Ramy Jaber wrote: “Hey! I love your website… Keeps me busy for hours and is my number one source for procrastination. I just saw your “rabbit or duck?” illusion, and I have seen it before. But the version I know is more of a drawing than an animation… Kind of a cooler effect”. As Ramy said, it’s a variation of previous Rabbit Duck illusion, that was posted two days ago. Can you see both animals in the picture below? Sure you can! After you’re finished, be sure to check spot the object category for dozen of more illusions. Specially notice these popular illusions: autumn motives, hybrid images, circles or spiral and swans illusion by Salvador Dali.


19 Replies to “New “Rabbit Or a Duck” Illusion”

  1. The title for this should be “New” Rabbit or a Duck Illusion. This one has been around for a while… Not on this site perhaps but it’s not new.

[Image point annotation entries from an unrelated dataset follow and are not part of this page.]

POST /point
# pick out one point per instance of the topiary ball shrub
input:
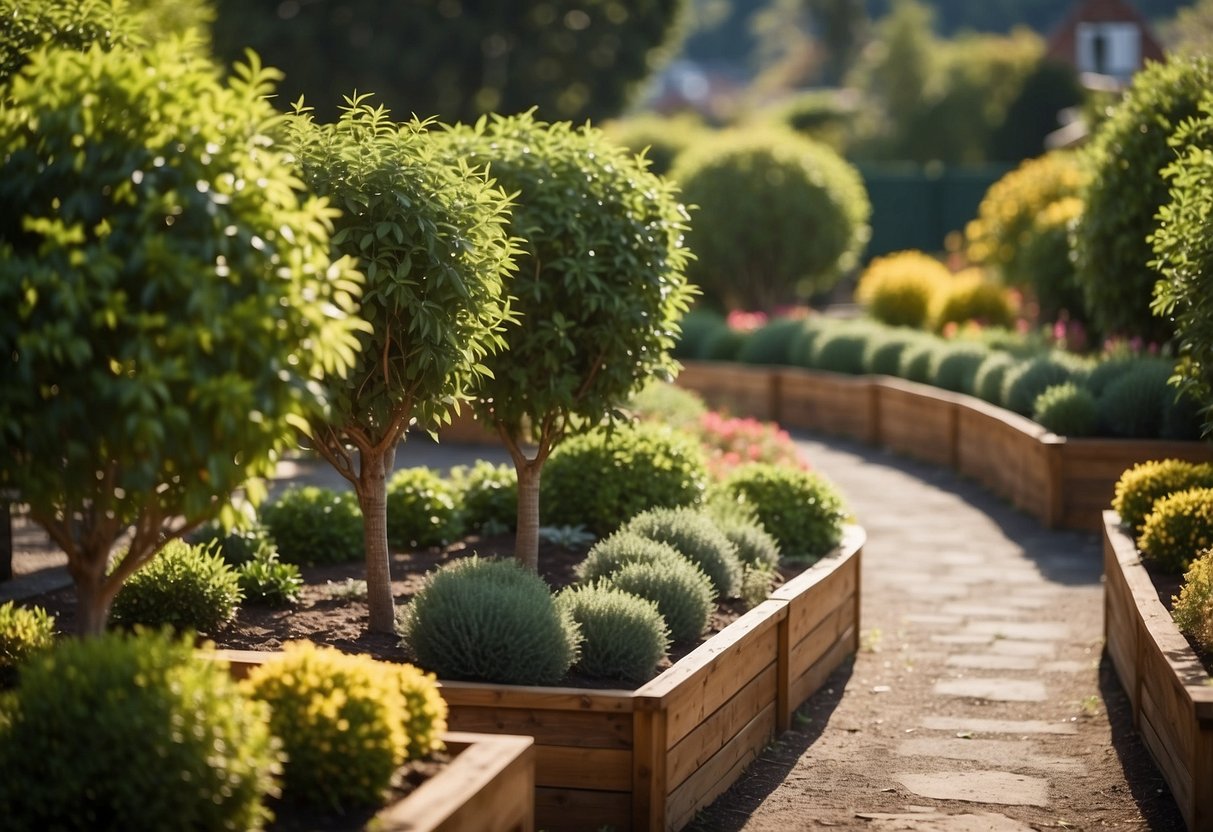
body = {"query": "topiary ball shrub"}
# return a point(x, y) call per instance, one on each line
point(313, 525)
point(1026, 381)
point(695, 536)
point(422, 509)
point(341, 719)
point(779, 216)
point(1179, 526)
point(1142, 485)
point(602, 478)
point(621, 548)
point(1066, 410)
point(681, 591)
point(123, 731)
point(987, 381)
point(624, 634)
point(183, 586)
point(489, 621)
point(488, 495)
point(955, 366)
point(798, 508)
point(24, 632)
point(1192, 609)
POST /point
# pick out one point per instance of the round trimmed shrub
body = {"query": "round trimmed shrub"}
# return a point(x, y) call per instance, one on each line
point(621, 548)
point(1192, 610)
point(681, 591)
point(489, 621)
point(422, 509)
point(488, 495)
point(1142, 485)
point(798, 508)
point(899, 289)
point(624, 636)
point(126, 731)
point(779, 217)
point(602, 478)
point(1068, 410)
point(1125, 193)
point(183, 586)
point(315, 525)
point(1178, 529)
point(695, 536)
point(341, 719)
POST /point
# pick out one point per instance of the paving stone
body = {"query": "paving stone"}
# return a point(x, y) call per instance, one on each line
point(1018, 790)
point(998, 690)
point(1029, 631)
point(1006, 753)
point(986, 661)
point(975, 725)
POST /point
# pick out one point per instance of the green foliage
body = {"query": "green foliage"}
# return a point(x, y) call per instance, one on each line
point(134, 733)
point(341, 719)
point(1192, 610)
point(625, 634)
point(24, 632)
point(955, 366)
point(682, 593)
point(619, 550)
point(899, 289)
point(457, 60)
point(798, 508)
point(1125, 192)
point(314, 525)
point(1068, 410)
point(1142, 485)
point(422, 509)
point(599, 285)
point(601, 479)
point(490, 621)
point(488, 495)
point(695, 536)
point(1184, 256)
point(1178, 529)
point(184, 587)
point(1028, 380)
point(779, 217)
point(266, 580)
point(171, 296)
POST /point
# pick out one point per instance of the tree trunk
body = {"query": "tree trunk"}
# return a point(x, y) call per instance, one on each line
point(372, 499)
point(527, 537)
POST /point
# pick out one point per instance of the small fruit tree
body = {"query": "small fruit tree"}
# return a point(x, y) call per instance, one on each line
point(169, 300)
point(599, 286)
point(431, 237)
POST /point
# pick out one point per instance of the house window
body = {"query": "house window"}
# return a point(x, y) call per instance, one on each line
point(1109, 49)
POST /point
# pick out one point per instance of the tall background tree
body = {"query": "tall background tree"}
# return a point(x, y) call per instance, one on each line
point(457, 58)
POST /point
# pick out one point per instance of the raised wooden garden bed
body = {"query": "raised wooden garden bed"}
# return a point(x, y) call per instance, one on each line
point(1064, 483)
point(1169, 690)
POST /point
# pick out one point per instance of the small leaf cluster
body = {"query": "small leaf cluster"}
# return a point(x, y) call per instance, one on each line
point(315, 525)
point(137, 731)
point(184, 587)
point(489, 620)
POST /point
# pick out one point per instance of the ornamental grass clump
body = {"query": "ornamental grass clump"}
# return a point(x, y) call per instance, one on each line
point(681, 591)
point(184, 587)
point(123, 731)
point(422, 509)
point(624, 634)
point(1145, 483)
point(1177, 529)
point(485, 620)
point(698, 539)
point(798, 508)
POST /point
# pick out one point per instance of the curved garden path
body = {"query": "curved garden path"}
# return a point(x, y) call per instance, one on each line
point(979, 699)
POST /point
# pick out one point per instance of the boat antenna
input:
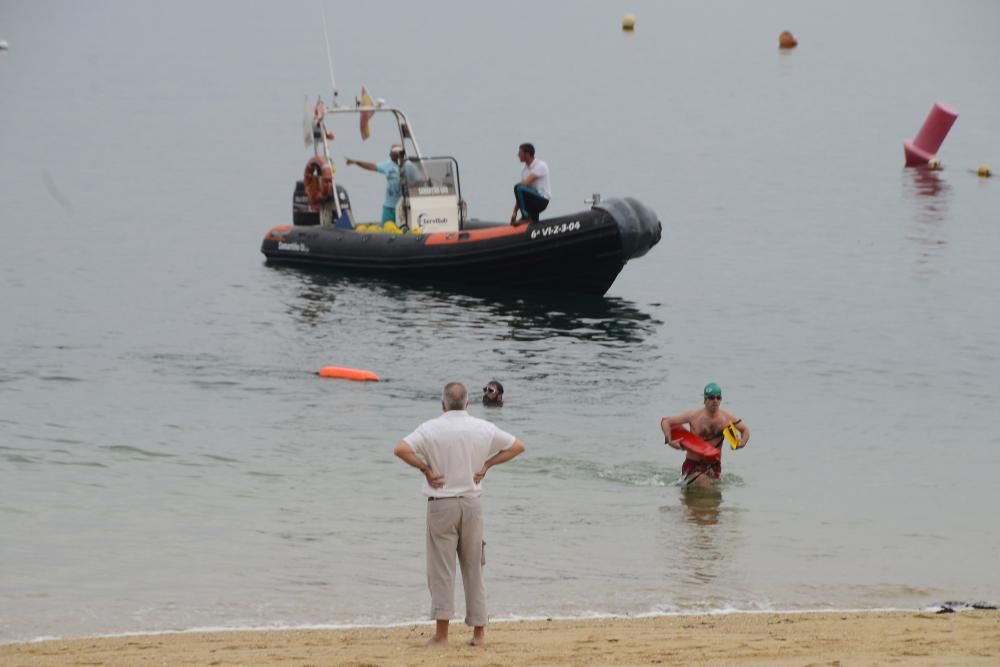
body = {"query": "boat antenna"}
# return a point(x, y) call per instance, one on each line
point(329, 57)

  2. “popularised” by Ludwig Wittgenstein in his Philosophical Investigations (1953, including a sketch of the duckrabbit:

    “I contemplate a face, and then suddenly notice its likeness to another. I see that it has not changed; and yet I see it differently. I call this experience “noticing an aspect…” And I must distinguish between the ‘continuous seeing’ of an aspect and the ‘dawning’ of an aspect…. I see two pictures, with the duck-rabbit surrounded by rabbits in one, by ducks in the other. I do not notice that they are the same. Does it follow from this that I see something different in the two cases? It gives us a reason for using this expression here. “ I saw it quite differently, I should never have recognized it!” Now, that is an exclamation. And there is also a justification for it. I should never have thought of superimposing the heads like that, of making this comparison between them…. I describe the alteration (change of aspect) like a perception; quite as if the object had altered before my eyes…. The expression of a change of aspect is the expression of a new perception and at the same time of the perception’s being unchanged. I suddenly see the solution of a puzzle-picture.”

    The duckrabbit was a perceptually ambiguous figure originally introduced by the Gestalt psychologist J. Jastrow in his book Fact and Fable in Psychology (1900).